Back in Beirut, September 11th came and went and marked, among so many other things, my first day of Arabic. While I am at last able to conjugate verbs, I wonder if this endeavor is really a surmountable task or if I will be forever forced to enjoy my ability to hold idle conversations while being entirely lost as soon as the discussion starts to get interesting. I understand just enough to know what people are talking about, and just little enough to not know what they have to say about the subject. Very frustrating.


I have found myself in some interesting conversations lately with amazing mixes of people; Armenians, Moroccans, Sudanese, Brazilians, Turks, British, French (and of course Lebanese). The level of discourse surrounding Lebanon’s current and future status has risen, which could be a positive sign of engagement among the people, although most seem to think little has changed in the overall equation. People seem stuck struggling between two emotions: the desire to believe in the (
repeatedly tested) strength, resilience and dedication of the Lebanese . . . and possibility that the transformation they had hoped so much for will never emerge from the cycle of violence that has continued to rock Lebanon, from car bombs through 2005 to the recent onslaught of rockets and cluster bombs.
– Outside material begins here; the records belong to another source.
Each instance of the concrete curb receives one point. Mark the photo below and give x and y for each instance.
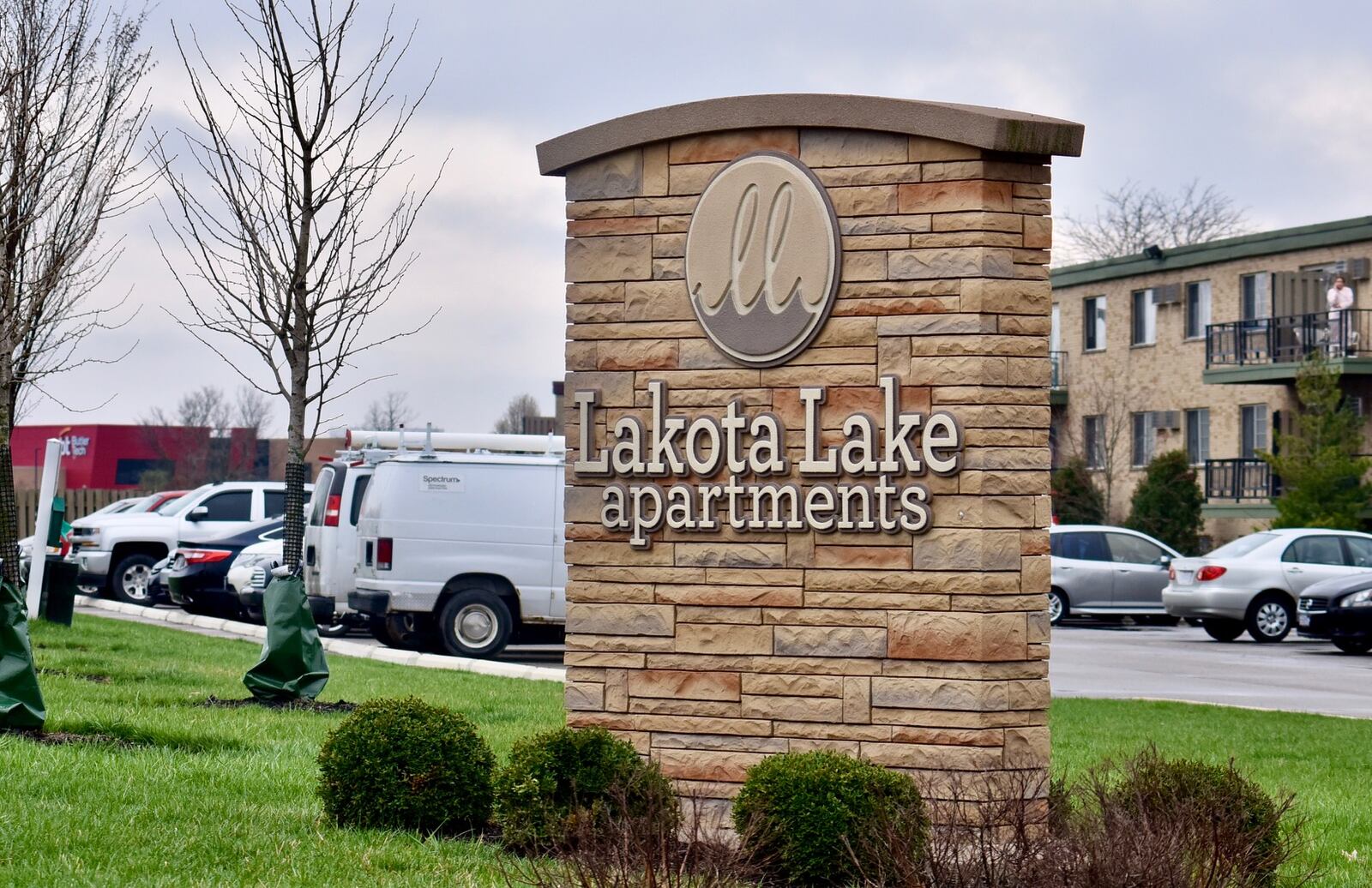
(342, 647)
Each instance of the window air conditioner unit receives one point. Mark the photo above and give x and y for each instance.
(1166, 420)
(1166, 295)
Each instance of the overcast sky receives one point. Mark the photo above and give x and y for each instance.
(1271, 102)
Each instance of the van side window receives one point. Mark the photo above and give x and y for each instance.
(358, 489)
(320, 499)
(274, 503)
(230, 506)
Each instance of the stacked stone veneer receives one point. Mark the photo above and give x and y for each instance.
(923, 652)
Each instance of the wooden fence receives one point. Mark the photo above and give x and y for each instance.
(80, 503)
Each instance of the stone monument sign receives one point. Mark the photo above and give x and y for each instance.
(807, 413)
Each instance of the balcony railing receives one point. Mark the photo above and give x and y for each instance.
(1058, 363)
(1289, 339)
(1242, 480)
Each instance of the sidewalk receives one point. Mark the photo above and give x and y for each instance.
(342, 647)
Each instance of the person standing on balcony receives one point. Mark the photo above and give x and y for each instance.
(1339, 299)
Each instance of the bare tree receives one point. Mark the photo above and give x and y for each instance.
(388, 414)
(70, 121)
(1132, 219)
(521, 409)
(285, 249)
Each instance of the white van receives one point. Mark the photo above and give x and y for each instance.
(464, 546)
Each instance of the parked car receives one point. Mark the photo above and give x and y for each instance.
(1253, 583)
(198, 574)
(1099, 570)
(250, 574)
(331, 529)
(466, 546)
(116, 553)
(1339, 610)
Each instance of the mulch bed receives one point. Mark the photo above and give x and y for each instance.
(309, 706)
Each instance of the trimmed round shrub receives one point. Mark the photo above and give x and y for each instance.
(559, 778)
(821, 819)
(1227, 816)
(402, 764)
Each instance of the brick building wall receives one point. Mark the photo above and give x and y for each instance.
(923, 652)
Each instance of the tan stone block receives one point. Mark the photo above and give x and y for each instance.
(745, 615)
(731, 555)
(926, 148)
(877, 225)
(610, 258)
(727, 146)
(585, 696)
(617, 225)
(724, 639)
(1039, 231)
(1026, 747)
(658, 300)
(640, 355)
(669, 269)
(596, 658)
(626, 620)
(685, 686)
(707, 765)
(665, 206)
(793, 686)
(692, 178)
(793, 709)
(958, 636)
(841, 147)
(955, 196)
(1036, 574)
(858, 700)
(619, 174)
(889, 174)
(599, 208)
(830, 642)
(665, 706)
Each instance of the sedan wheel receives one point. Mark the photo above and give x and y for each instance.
(1269, 620)
(1056, 608)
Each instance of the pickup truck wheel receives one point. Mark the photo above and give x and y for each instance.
(130, 580)
(475, 622)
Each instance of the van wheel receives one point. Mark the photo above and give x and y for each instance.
(475, 622)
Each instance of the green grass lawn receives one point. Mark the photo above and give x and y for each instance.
(213, 796)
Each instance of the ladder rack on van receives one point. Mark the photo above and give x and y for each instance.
(404, 439)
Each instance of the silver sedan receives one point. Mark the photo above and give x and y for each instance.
(1253, 583)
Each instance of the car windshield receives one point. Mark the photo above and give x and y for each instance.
(178, 506)
(1241, 547)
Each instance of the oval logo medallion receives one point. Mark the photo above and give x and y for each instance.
(761, 259)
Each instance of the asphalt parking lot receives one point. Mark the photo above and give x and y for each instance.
(1184, 663)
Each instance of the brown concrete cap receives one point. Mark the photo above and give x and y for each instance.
(992, 129)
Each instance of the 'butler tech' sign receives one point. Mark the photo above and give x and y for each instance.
(761, 270)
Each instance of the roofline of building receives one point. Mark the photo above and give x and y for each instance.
(1225, 249)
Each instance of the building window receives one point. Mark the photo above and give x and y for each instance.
(1143, 441)
(1198, 309)
(1094, 324)
(1198, 436)
(1255, 429)
(1145, 327)
(1255, 295)
(1094, 435)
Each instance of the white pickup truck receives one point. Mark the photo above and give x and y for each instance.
(116, 553)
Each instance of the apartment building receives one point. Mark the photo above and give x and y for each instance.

One small shift since the end of the war has been in the discussion of Hezbollah itself. The name along used to only be whispered in hushed tones or marked with an almost unconscious cautious glance around the room. Now it is open season on the topic of Hezbollah, their role in Lebanon, the impact of the war, their actions and what will happen next.

It is still unclear whether more people in Lebanon will be coming or going now that the official state of war has ended. What counts as the end of war? Is it supposed to be finished now that the bombs have stopped falling from the sky? Does it feel that way to the families stuck in their homes or cautiously making their way down main streets as mine teams mark off unexploded ordinances? Or to the farmers who can now look out at their crops but not harvest them for fear of exploding?


It is a bit like the aftershocks of an earthquake. The power outages. The cluster bombs. Scuffles over food supplies and aid. The shifting demographics of the nation as thousands of international forces pour into Lebanon to protect. . .who? Lebanon? Israel? Why are they only on this side of the line?


Israel has announced it hopes to withdraw the last of its troops by the weekend. A big weekend to be sure – Friday sunset will mark
Rosh Hashanah, the Jewish New Year and the next morning (depending on the moon) will most likely mark the start of Ramadan, the Muslim holy month of fasting and religious introspection. And the official onset of autumn.

Nasrallah himself has not missed the significance of this day either. He has called for a rally in Lebanon on Friday in the southern suburbs of Beirut, where the Hezbollah headquarters were housed and an area severely damaged during the war. Nasrallah encouraged all Lebanese to attend the rally and although the debate is raging about whether or not he will appear (since Israel has threatened Nasrallah himself is a “legitimate target” no matter where he is), I would bet that he will be there. Along with a couple hundred thousand Lebanese, foreign journalists and assorted other observers. And love him or hate him, blame him or praise him, he will be untouchable.

2 Comments:

  • Did you go to the rally in Dahiye? I read that people are walking all the way from the south to attend. What was it like?

    By Anonymous Anonymous, at 3:26 PM  

  • Hey P--just wanted to say hi, and that I'm thinking of you guys over there :).